Rui Peralta, Luanda
I - Em 1938
Franklin Delano Roosevelt definiu o fascismo como sendo o controlo do governo
pelas grandes corporações. Considerava, Roosevelt, que os USA estavam imunes a
esse mal, em virtude da legislação anti-monopólios e devido á grande capacidade
de resposta do sistema judicial e da permanente vigilância do Congresso e do
Senado. Enganou-se o presidente Roosevelt. Apesar de definir correctamente o
fascismo, não anteviu as ofensivas dos grandes negócios sobre o Estado e as
instituições legislativas e judiciais.
No início deste
ano, um grupo de trabalhadores das empresas de “fast food”, a nível nacional
fizeram greve por um dia e reivindicaram um salário de 15 USD por hora, contra
os 7,25 USD por hora, que recebiam. Outra revindicação destes trabalhadores foi
o direito a formarem um sindicato. A greve de 24 horas afectou sete grandes
cidades: Seattle, Milwaukee, Washington, D.C., Detroit, St. Louis, Chicago e
New York.
O “fast food” é uma
das indústrias de mais rápido crescimento, cujos lucros rondaram os 200 mil
milhões de USD em 2012. No entanto os trabalhadores deste sector ganham menos,
hoje, do que em 1968, mesmo com o ajuste da inflação e trabalham em regime de
subemprego, nas mais perigosas situações e horários, E nesta situação, vivem
mais de 13 milhões de trabalhadores, nos USA, nos mais diversos sectores de
actividade.
Em Fevereiro do ano
passado, o presidente Obama, num discurso no Congresso, referiu a intenção da
sua administração em estabelecer um salário mínimo nacional, em 9 USD, por
hora, automaticamente ajustáveis á taxa de inflação. Depois disso os
trabalhadores norte-americanos não tornaram a ouvir mais uma palavra sobre o
assunto, limitando-se a ler, nas notícias, os prémios dos presidentes dos
Conselhos de Administração de empresas como a McDonalds, a Burger King e a
Wal-Mart, que rondam os 10 a 20 milhões de USD por ano.
O problema da
sociedade norte-americana é que as grandes corporações congelaram a
Constituição e tomaram conta, literalmente, do aparelho de Estado
norte-americano. E quando isso acontece, o fascismo bate á porta. A sociedade
norte-americana aproxima-se, desde á décadas, dos níveis sociais das sociedades
terceiro-mundistas e politicamente não se torna muito diferente dos regimes
africanos, ou latino-americanos.
Esta fraqueza do
Estado, a inercia das Instituições, a ausência de políticas sociais, são males
conhecidos pelas sociedades africanas, que sabem muito bem o que isso gerou;
regimes corruptos, neocolonialistas, como os de Mobutu, Boigny e Senghor,
regimes que conduziram as nações africanas ao genocídio, como os de Bokassa e
outros, regimes racistas e xenófobos, que em nada se distinguiram do apartheid,
como os do fascista zimbabueano, Robert Mugabe, vergonha dos povos africanos,
vitimas de seculos de escravatura e do genocídio, que vêm hoje as prácticas
racistas e colonialistas serem transplantadas para o seu continente através de
um bando fascistoide, uma escumalha de ladrões de gado, que eliminaram os
combatentes zimbabueanos utilizando os ardis do gangsterismo, liderado por um
escarro moral que mancha a marca humanista da dignidade africana.

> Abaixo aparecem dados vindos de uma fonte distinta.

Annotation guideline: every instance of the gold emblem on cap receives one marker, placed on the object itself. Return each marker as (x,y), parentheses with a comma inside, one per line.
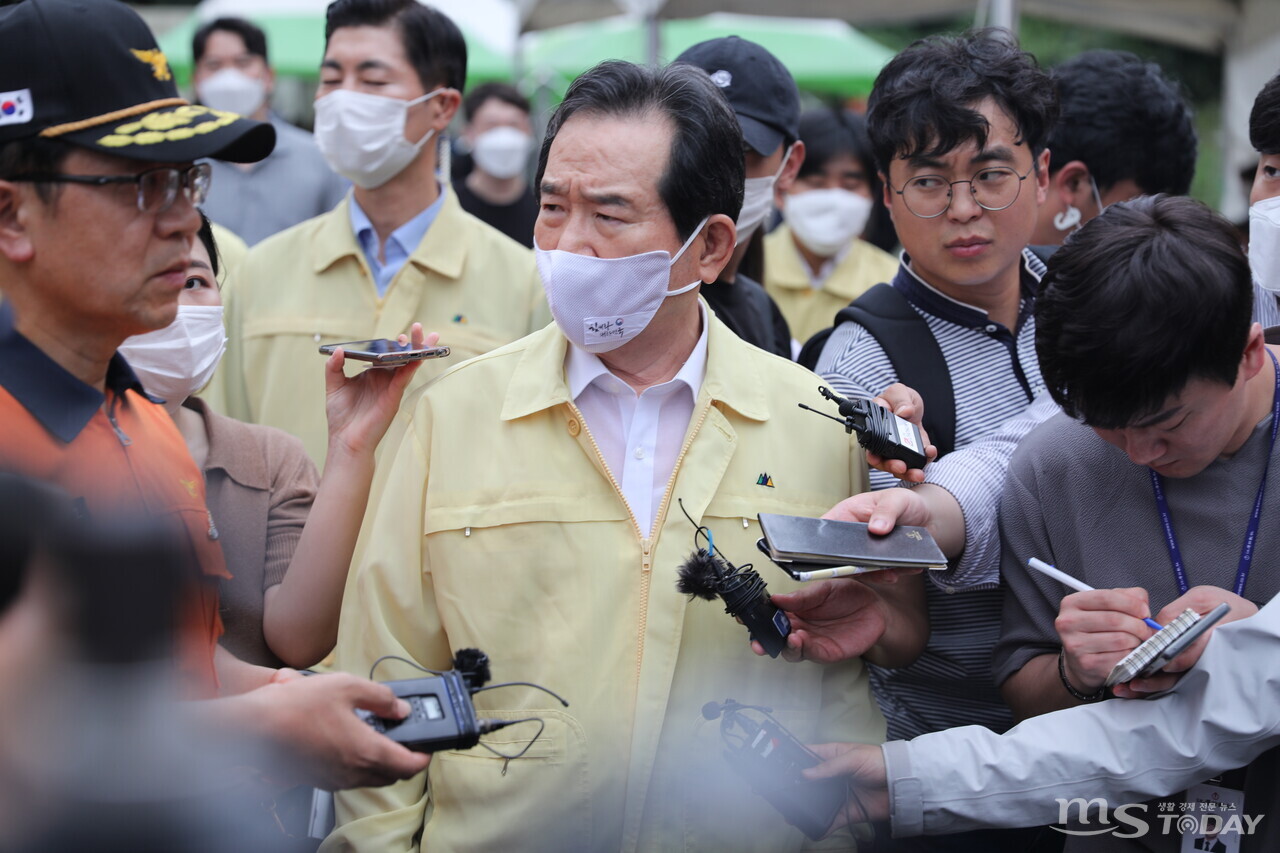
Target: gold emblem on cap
(168,127)
(156,59)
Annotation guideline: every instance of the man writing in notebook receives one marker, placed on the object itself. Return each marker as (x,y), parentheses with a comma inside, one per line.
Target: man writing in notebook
(1152,486)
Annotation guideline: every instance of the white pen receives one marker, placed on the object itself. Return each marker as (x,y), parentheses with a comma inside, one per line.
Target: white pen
(1074,583)
(839,571)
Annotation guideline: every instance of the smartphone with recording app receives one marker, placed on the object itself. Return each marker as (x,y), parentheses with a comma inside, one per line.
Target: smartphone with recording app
(384,351)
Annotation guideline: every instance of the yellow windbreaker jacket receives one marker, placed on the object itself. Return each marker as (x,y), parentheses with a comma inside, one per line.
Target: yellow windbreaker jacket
(496,524)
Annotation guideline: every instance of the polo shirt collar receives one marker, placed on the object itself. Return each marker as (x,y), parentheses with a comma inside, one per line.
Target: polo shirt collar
(942,306)
(55,397)
(443,249)
(728,375)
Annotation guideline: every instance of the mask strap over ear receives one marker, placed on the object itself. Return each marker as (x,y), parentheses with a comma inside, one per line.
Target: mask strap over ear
(689,242)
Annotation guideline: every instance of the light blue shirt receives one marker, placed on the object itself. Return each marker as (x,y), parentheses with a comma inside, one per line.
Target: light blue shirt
(400,245)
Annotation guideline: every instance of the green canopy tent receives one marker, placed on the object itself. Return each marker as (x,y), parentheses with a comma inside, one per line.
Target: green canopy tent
(826,56)
(296,46)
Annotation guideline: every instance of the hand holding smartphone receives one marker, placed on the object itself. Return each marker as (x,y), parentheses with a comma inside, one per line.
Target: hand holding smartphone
(384,352)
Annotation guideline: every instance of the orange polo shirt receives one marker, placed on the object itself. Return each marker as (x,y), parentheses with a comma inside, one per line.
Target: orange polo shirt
(113,452)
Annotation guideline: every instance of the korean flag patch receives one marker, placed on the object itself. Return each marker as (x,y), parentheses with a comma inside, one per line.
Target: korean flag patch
(16,106)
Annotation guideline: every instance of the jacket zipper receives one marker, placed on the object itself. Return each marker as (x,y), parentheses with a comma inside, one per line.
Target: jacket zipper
(645,543)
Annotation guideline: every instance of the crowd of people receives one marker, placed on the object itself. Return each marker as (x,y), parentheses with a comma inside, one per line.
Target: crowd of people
(214,544)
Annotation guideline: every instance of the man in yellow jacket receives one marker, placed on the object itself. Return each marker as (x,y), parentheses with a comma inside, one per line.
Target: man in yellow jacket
(400,249)
(534,506)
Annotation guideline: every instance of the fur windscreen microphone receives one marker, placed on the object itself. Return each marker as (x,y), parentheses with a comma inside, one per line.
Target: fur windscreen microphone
(745,596)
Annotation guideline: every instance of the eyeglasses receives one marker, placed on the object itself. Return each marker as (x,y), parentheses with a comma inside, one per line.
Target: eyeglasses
(158,188)
(995,188)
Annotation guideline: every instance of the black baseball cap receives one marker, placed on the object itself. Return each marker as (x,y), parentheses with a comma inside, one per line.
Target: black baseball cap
(758,87)
(88,72)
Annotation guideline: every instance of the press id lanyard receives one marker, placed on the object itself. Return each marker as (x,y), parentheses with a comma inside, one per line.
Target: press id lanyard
(1251,534)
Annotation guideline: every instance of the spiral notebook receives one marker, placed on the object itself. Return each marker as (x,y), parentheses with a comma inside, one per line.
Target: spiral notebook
(1165,644)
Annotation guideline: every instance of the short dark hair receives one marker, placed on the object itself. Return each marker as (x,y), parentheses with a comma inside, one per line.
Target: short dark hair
(828,133)
(1123,118)
(252,36)
(923,100)
(1144,297)
(35,155)
(433,42)
(705,167)
(1265,118)
(483,94)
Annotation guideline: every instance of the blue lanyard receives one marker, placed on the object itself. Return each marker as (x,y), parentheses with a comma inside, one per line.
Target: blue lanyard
(1251,534)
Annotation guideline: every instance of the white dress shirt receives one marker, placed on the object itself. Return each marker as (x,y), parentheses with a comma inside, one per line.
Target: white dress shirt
(639,436)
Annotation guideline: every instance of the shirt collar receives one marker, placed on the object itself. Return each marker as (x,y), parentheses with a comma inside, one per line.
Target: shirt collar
(407,236)
(442,250)
(583,368)
(942,306)
(228,450)
(58,400)
(731,374)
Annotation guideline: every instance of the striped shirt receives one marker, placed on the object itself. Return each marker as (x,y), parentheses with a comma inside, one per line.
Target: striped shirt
(995,374)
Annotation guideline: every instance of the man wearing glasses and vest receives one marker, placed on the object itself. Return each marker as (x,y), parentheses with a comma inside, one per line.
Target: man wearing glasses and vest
(959,129)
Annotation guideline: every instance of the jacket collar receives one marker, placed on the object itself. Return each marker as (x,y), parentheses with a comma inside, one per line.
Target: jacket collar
(732,377)
(58,400)
(227,450)
(443,250)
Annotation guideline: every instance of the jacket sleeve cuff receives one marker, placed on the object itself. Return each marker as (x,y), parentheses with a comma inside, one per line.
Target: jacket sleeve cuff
(905,792)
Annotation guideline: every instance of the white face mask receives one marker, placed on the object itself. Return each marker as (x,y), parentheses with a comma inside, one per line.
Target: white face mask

E a degradação da sociedade norte-americana
empurra os USA para esses níveis. Vejamos um exemplo: Um relatório do Senado
norte-americano acusa a Apple de um esquema de fuga ao fisco e de exportação
ilegal de capitais, através de uma rede de sucursais, em todos os continentes e
mesmo em países onde não têm um único empregado. Mas o Congresso nada mais fez,
para além do relatório e a Apple continua as suas operações, enquanto beneficia
de subsídios para investigação e desenvolvimento de projectos tecnológicos. Não
paga o que deve, fugindo às obrigações fiscais, cria uma teia de mentiras e de
vigarices e ainda recebe dinheiro dos contribuintes, sem que o Estado
norte-americano consiga fazer nada a não ser produzir um relatório.
Situações destas
ocorrem não só com a Apple, como também com a Microsoft, a CISCO e a INTEL.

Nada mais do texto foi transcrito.